Putting on my best poker face, I did the one reasonable thing someone with my…talents, should do when captured.

I turned my gaze to my shackles, two iron rings closed by vice-like parts. It was bound by a sturdy looking chain to limit the area we can reach, in addition to hindering our movement and making us louder than any captive man is comfortable being.

Of course, it would all fall apart if the vices were somehow removed. Fortunately for the slavers, it is impossible without the proper equipment.

It's not as if someone here could just store away objects in a pocket dimension, right?

'Inventory'

I was pleased to see the two pairs of vices absent from my shackles occupying a couple slots in my inventory. I removed them before the flabbergasted masses, putting them gently on the ground as I stood up for the first time in my new life.

"It's nice being free." I joked, stretching up. I expected more discomfort from my new body, but muscle memory did it's thing and I managed to retain a level of grace through it all.

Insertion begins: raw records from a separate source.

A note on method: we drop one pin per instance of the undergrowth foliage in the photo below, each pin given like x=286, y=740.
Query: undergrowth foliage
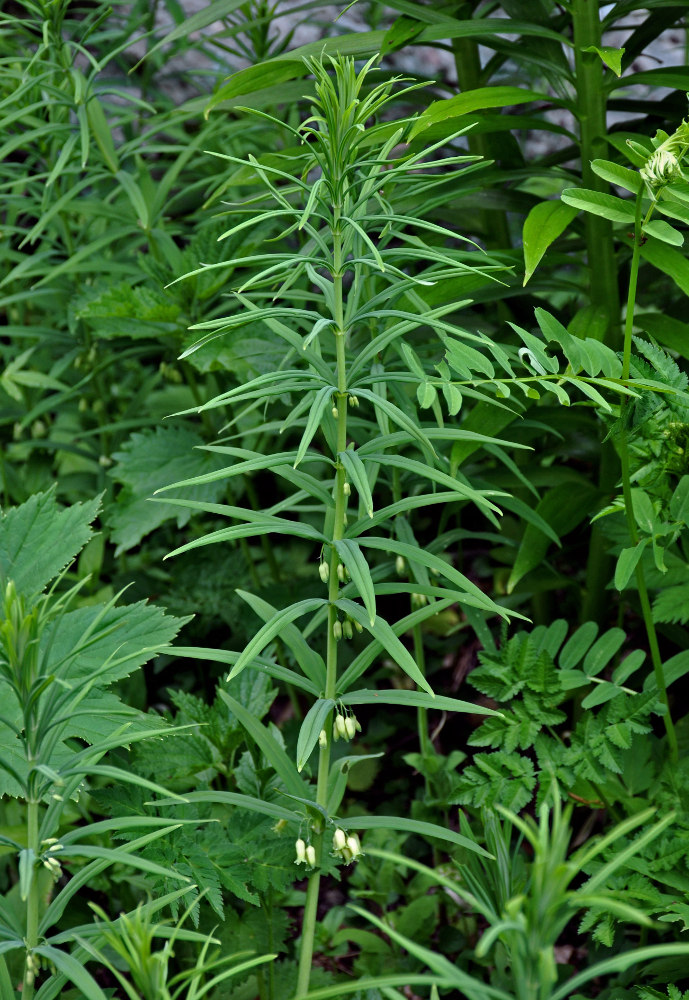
x=425, y=486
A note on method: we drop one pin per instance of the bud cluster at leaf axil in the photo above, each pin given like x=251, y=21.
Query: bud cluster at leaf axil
x=346, y=846
x=306, y=853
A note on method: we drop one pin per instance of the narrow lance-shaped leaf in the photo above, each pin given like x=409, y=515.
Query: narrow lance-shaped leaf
x=354, y=560
x=391, y=644
x=270, y=748
x=271, y=629
x=311, y=728
x=314, y=419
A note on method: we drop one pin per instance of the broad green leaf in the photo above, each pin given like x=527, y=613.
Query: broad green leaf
x=310, y=661
x=663, y=231
x=270, y=748
x=73, y=970
x=391, y=644
x=148, y=461
x=39, y=539
x=610, y=56
x=310, y=729
x=414, y=699
x=608, y=206
x=473, y=100
x=313, y=421
x=353, y=558
x=614, y=173
x=544, y=223
x=563, y=508
x=669, y=261
x=272, y=628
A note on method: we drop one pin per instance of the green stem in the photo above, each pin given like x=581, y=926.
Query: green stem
x=623, y=448
x=591, y=112
x=32, y=902
x=604, y=291
x=425, y=744
x=338, y=525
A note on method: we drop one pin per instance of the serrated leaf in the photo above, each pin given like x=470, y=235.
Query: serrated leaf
x=149, y=461
x=39, y=539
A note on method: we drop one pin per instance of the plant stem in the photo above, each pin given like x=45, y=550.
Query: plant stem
x=32, y=902
x=591, y=112
x=311, y=905
x=604, y=294
x=627, y=487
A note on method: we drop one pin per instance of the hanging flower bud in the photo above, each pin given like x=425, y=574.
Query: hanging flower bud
x=354, y=846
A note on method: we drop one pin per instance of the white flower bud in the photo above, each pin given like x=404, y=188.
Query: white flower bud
x=354, y=846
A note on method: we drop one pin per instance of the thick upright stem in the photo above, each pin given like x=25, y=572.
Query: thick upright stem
x=604, y=292
x=32, y=902
x=591, y=110
x=311, y=905
x=627, y=491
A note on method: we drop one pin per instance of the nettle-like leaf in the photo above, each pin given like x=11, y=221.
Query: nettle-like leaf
x=40, y=538
x=148, y=461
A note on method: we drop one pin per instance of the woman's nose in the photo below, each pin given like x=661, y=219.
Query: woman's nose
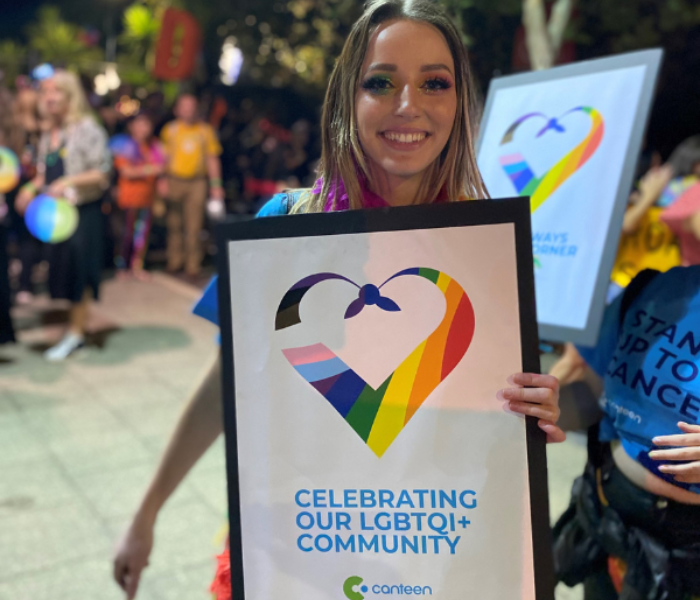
x=409, y=102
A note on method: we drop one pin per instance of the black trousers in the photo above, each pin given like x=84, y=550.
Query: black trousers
x=674, y=524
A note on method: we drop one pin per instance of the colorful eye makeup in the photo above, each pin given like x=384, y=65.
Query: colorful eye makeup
x=381, y=85
x=378, y=84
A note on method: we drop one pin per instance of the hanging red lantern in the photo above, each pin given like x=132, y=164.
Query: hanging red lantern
x=178, y=45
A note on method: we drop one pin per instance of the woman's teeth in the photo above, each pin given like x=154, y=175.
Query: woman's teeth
x=404, y=138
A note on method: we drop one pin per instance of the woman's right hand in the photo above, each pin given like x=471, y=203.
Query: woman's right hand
x=131, y=556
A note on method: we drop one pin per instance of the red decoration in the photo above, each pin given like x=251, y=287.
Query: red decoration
x=178, y=45
x=221, y=586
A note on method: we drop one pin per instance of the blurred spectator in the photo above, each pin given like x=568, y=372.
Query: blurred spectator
x=73, y=163
x=29, y=122
x=9, y=139
x=683, y=215
x=192, y=150
x=138, y=169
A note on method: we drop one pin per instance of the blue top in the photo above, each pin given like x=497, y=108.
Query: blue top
x=207, y=306
x=651, y=365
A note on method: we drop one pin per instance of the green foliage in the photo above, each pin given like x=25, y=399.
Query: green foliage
x=13, y=60
x=58, y=41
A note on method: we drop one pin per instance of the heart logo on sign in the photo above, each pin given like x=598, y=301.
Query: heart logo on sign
x=540, y=188
x=378, y=415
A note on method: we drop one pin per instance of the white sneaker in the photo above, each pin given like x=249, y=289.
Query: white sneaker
x=69, y=344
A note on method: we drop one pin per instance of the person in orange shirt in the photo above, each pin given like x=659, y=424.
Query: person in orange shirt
x=192, y=150
x=139, y=165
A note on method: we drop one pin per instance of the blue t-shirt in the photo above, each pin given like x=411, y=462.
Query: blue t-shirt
x=207, y=306
x=651, y=365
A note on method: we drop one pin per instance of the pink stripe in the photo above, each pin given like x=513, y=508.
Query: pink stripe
x=308, y=354
x=511, y=159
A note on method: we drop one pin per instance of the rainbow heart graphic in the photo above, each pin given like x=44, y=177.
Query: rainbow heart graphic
x=379, y=415
x=540, y=188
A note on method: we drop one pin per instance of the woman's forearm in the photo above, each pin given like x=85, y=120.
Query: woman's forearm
x=198, y=427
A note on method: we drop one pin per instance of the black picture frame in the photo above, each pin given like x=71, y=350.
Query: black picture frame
x=457, y=214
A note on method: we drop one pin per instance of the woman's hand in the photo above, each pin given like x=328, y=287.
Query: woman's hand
x=536, y=396
x=687, y=449
x=570, y=367
x=131, y=556
x=25, y=195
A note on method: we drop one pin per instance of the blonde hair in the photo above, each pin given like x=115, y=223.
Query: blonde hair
x=342, y=158
x=78, y=107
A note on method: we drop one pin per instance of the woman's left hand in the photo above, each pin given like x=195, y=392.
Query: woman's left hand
x=536, y=396
x=687, y=449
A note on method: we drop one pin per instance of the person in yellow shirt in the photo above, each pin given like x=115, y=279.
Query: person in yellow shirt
x=646, y=242
x=192, y=150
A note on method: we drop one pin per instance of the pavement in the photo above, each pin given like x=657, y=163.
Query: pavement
x=79, y=441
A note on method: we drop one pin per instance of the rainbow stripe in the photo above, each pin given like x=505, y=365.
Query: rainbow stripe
x=379, y=415
x=540, y=188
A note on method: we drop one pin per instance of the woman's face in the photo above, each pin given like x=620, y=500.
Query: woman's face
x=53, y=99
x=406, y=103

I had to. It wouldn't be funny if I fell headfirst, losing all dignity after this stunt, humiliating myself while also alerting my jailer and possibly ruining my plans.

Okay, it would be pretty funny.

Me and Ugly the jailer both did a fantastic job ignoring the pleading, bumbling and all around shocked masses. As I got ever closer, the smell took on a new form of horrible. The poor sod kept his sword hand in his pants, doubtlessly training his wrist for advanced forms of fencing. He munched the green paste in his mouth with fervor, his face contorting into that of an especially disgusting stoner.

One of us had a plan, the other a boner.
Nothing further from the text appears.